Lesson 2. Use Tabular Data for Earth Data Science


Learning Objectives

At the end of this activity, you will be able to:

  • Define the structure of tabular data.
  • Describe the difference between the two common types of tabular text file formats: txt and csv files.
  • Be able to list some commonly used scientific data types that often are downloaded in a tabular format.

What is Tabular Data?

Tabular data are data that are stored in a row / column format. Columns (and sometimes rows) are often identified by headers, which if named correctly, explain what is in that row or column. You may already be familiar with spreadsheet tools such as Excel and Google Sheets that can be used to open tabular data.

Tabular Data Structure

In the example below, you see a table of values that represent precipitation for 3 days. The headers in the data include

  • day and
  • precipitation-mm
dayprecipitation-mm
monday0
tuesday1
wednesday5

The tabular data above contains 4 rows - the first of which (row 1) is a header row and subsequent rows contain data.
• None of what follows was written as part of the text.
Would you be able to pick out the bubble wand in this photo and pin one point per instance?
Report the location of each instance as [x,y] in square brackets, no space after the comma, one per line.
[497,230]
The table also has 2 columns.

Common Tabular Data File Types: .csv and .txt

Tabular data can be downloaded in many different file formats. Spreadsheet formats include .xls and xlsx which can be directly opened in Microsoft Excel. When you are downloading Earth and Environmental data, you will often see tablular data stored in file formats including:

  • .csv: Comma Separated Values - This file has each column separated (delimited) by a comma.
  • .txt: A basic text file. In a txt file, often the delimiter (the thing that separates out each column) can vary. Delimiters are discussed below in more detail.
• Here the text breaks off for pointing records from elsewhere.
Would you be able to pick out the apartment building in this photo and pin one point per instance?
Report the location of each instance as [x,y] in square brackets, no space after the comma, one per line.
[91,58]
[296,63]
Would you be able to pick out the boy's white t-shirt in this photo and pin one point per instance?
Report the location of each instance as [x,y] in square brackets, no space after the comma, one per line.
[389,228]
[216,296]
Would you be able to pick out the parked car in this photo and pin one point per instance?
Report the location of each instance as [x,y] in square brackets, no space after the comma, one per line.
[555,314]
These formats are text based and often can be opened in a text editor like Atom or Notepad. They can be then imported into Python using Pandas for further exploration and processing.

Data Tip: The challenge with graphical user interface (GUI) based tools like Excel is that they often have limitations when it comes to working with larger files. Further, it becomes difficult to recreate workflows implemented in Excel because you are often pressing buttons rather than scripting workflows. You can use Open Source Python to implement any workflow you might implement in Excel and that workflow can become fully sharable and reproducible!

Text Files & Delimiters

A delimiter refers to the character that defines the boundary for different sets of information. In a text file, the delimiter defines the boundary between columns. A line break (a return) defines each row.
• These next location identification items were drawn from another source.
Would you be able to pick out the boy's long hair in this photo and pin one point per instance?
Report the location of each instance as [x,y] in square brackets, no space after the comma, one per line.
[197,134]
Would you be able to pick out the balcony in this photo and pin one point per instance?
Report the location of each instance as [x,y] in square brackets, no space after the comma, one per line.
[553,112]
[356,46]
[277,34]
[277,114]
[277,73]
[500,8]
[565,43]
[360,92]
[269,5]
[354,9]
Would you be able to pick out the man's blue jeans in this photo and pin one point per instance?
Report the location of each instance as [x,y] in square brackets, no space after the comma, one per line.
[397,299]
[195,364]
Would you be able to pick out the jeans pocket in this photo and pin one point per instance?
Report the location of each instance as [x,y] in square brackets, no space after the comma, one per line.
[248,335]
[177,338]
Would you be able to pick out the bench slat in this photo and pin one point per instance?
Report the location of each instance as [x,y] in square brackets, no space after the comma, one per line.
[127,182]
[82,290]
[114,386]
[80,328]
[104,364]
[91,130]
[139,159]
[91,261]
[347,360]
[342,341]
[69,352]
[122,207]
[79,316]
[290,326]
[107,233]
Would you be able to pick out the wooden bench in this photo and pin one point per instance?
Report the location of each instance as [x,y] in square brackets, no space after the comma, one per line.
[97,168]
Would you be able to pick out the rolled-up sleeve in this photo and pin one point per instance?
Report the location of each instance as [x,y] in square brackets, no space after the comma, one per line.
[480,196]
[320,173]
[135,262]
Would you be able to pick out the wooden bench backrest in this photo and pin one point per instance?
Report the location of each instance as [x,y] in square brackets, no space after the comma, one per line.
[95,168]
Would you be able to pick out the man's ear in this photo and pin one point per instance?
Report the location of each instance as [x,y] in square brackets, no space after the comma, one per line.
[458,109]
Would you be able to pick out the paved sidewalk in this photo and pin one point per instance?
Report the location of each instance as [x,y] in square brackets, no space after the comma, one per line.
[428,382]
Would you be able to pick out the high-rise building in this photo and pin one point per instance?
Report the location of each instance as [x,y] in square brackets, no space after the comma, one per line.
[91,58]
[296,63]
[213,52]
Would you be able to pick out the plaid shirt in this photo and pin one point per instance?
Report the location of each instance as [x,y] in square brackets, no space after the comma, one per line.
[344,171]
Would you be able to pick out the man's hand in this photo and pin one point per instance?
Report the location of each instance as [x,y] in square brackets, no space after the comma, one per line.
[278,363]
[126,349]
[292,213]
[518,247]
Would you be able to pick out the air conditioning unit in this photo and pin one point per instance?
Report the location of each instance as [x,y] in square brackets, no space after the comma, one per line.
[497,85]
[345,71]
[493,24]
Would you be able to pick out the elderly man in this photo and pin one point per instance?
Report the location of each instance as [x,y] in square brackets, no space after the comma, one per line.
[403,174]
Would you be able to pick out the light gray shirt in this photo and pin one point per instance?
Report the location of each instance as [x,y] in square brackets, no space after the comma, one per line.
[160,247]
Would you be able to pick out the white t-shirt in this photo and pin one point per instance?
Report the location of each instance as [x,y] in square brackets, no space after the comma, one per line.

Below you will find an example of a space delimited text file. In the example below, each column of data is separated by a comma ,. The data also include a header row which is also separated by commas.

site_code, year, month, day, hour, minute, second, time_decimal, value, value_std_dev  
BRW,1973,1,1,0,0,0,1973.0,-999.99,-99.99
BRW,1973,2,1,0,0,0,1973.0849315068492,-999.99,-99.99 
BRW,1973,3,1,0,0,0,1973.1616438356164,-999.99,-99.99 

Here is an example of a space delimited text file. In the example below, each column of data are separated by a single space.

site_code year month day hour minute second time_decimal value value_std_dev  
BRW 1973 1 1 0 0 0 1973.0 -999.99 -99.99
BRW 1973 2 1 0 0 0 1973.0849315068492 -999.99 -99.99 
BRW 1973 3 1 0 0 0 1973.1616438356164 -999.99 -99.99 

There are many different types of delimiters including:

  • tabs
  • commas
  • 1 (or more) spaces

Sometimes you will find other characters used as delimiters but the above-listed options are the most common.

Data Tip: The .csv file format is most often delimited by a comma. Hence the name:

Earth and Environmental Data That Are Stored In Text File Format

There are many different types of data that are stored in text and tabular file formats. Below you will see a few different examples of data that are provided in this format. You will also explore some of the cleanup steps that you need to import and begin to work with the data.

Data Tip: Not all text files store tabular text (character) based data. The .asc file format is a text based format that stores spatial raster data.

# Import packages
import os
import matplotlib.pyplot as plt
import pandas as pd

If you have a url that directly links directly to a file online, you can open it directly using pandas .read_csv(). Have a look at the data below - and notice that is has:

  • 3 columns: months, precip and seasons
  • 12 rows: notice that the first row is numered as 0. This is because indexing in Python always starts at 0 rather than 1.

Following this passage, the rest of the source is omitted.